An einen vergangenen Badeurlaub denken, barfuß durch körnigen Sand gehen, Meeresrauschen. Daran erinnert das ineinander verschachtelte Arrangement - hummerfarben, muschelförmig und fein ziseliert. Darum nannte der amerikanische Künstler Dale Chihuly sein Glasobjekt auch "Shell-Studies". Ähnlich eindrucksvoll auch das von Karl Berg geschaffene und auf einen Sockel gehobene Kunstwerk.

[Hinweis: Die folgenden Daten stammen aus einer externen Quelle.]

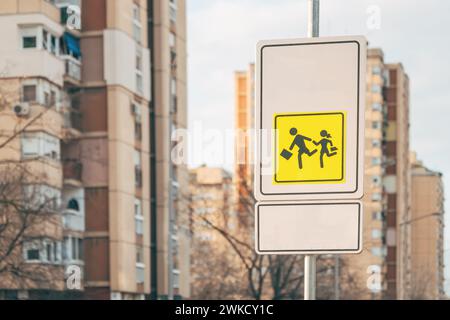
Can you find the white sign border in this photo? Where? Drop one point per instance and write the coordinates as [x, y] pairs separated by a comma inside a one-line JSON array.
[[292, 196], [310, 252]]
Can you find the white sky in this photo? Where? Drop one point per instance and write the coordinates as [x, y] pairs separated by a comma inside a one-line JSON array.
[[222, 36]]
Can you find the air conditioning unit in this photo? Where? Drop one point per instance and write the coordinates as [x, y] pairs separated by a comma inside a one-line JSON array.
[[22, 109], [136, 112]]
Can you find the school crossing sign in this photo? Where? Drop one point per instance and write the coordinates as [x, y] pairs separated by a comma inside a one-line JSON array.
[[309, 148], [309, 145]]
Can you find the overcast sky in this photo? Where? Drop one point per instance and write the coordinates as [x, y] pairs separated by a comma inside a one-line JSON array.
[[222, 36]]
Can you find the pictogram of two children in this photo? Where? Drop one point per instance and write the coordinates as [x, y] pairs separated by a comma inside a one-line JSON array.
[[300, 142]]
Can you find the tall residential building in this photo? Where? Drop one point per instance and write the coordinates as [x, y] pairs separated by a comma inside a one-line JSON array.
[[427, 233], [216, 268], [387, 183], [387, 199], [397, 183], [40, 75], [244, 123], [212, 199], [111, 93], [170, 216], [371, 260]]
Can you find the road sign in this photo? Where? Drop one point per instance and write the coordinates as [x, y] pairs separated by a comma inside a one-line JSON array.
[[319, 142], [309, 116], [308, 227]]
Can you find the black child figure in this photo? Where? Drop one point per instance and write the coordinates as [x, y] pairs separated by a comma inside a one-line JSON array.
[[299, 141], [324, 144]]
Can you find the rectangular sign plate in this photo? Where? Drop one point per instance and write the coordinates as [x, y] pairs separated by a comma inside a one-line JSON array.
[[309, 119], [308, 227]]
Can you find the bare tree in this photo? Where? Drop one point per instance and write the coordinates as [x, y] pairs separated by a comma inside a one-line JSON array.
[[265, 276], [24, 214]]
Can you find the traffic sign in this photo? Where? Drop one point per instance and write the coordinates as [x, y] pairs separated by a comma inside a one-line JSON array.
[[308, 227], [319, 142], [309, 119]]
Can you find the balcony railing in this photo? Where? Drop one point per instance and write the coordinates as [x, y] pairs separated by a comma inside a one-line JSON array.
[[73, 169], [73, 67], [73, 119], [73, 220], [138, 176]]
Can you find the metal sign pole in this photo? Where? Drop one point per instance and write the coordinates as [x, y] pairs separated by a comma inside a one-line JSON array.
[[310, 260]]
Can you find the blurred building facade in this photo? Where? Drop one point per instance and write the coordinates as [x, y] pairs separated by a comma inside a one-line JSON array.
[[427, 233], [212, 202], [111, 93], [384, 268], [244, 123]]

Ungewöhnlich präzis geschliffen spiegelt es in tausendfacher Brechung seine Umgebung wider und läßt so neue, ständig wechselnde Perspektiven zu. Beide Stücke entstanden in den 80er Jahren. Da war die sogenannte Studioglas-Bewegung schon im vollen Gange. Ihren Anfang hatte diese Kunstform bereits in den 60ern genommen, als Künstler überall auf der Welt begannen, in Studioateliers an kleinen Öfen - daher der Name "Studioglas" - eigenwillig geformte Glas-Objekte herzustellen. Sie wollten sich von den Produktionszwängen großer Glashütten freimachen. Und auch künstlerisch ging es den Kunsthandwerkern um mehr als Funktionalität. Sie wollten keine Blumenvasen oder Plätzchenteller herstellen, sondern machten sich auf die Suche nach neuen Ausdruckformen. Die fließen bei den rund dreißig Objekten, die derzeit im Kunstgewerbemusem am Kulturforum in der Ausstellung "Studioglas der 70er und 80er Jahre" zu sehen sind, unverkennbar mit ein: Mal sind es die verwischten Farben eines Aquarells, mal Schlangensymbole und aufgelegtes Blattgold, mal bestechen sie durch pure Leuchtkraft (noch bis 31. Juli). Die Kostbarkeiten gelangten erst kürzlich durch die Stiftung Finkbeiner in den Besitz des Kunstgewerbemuseums.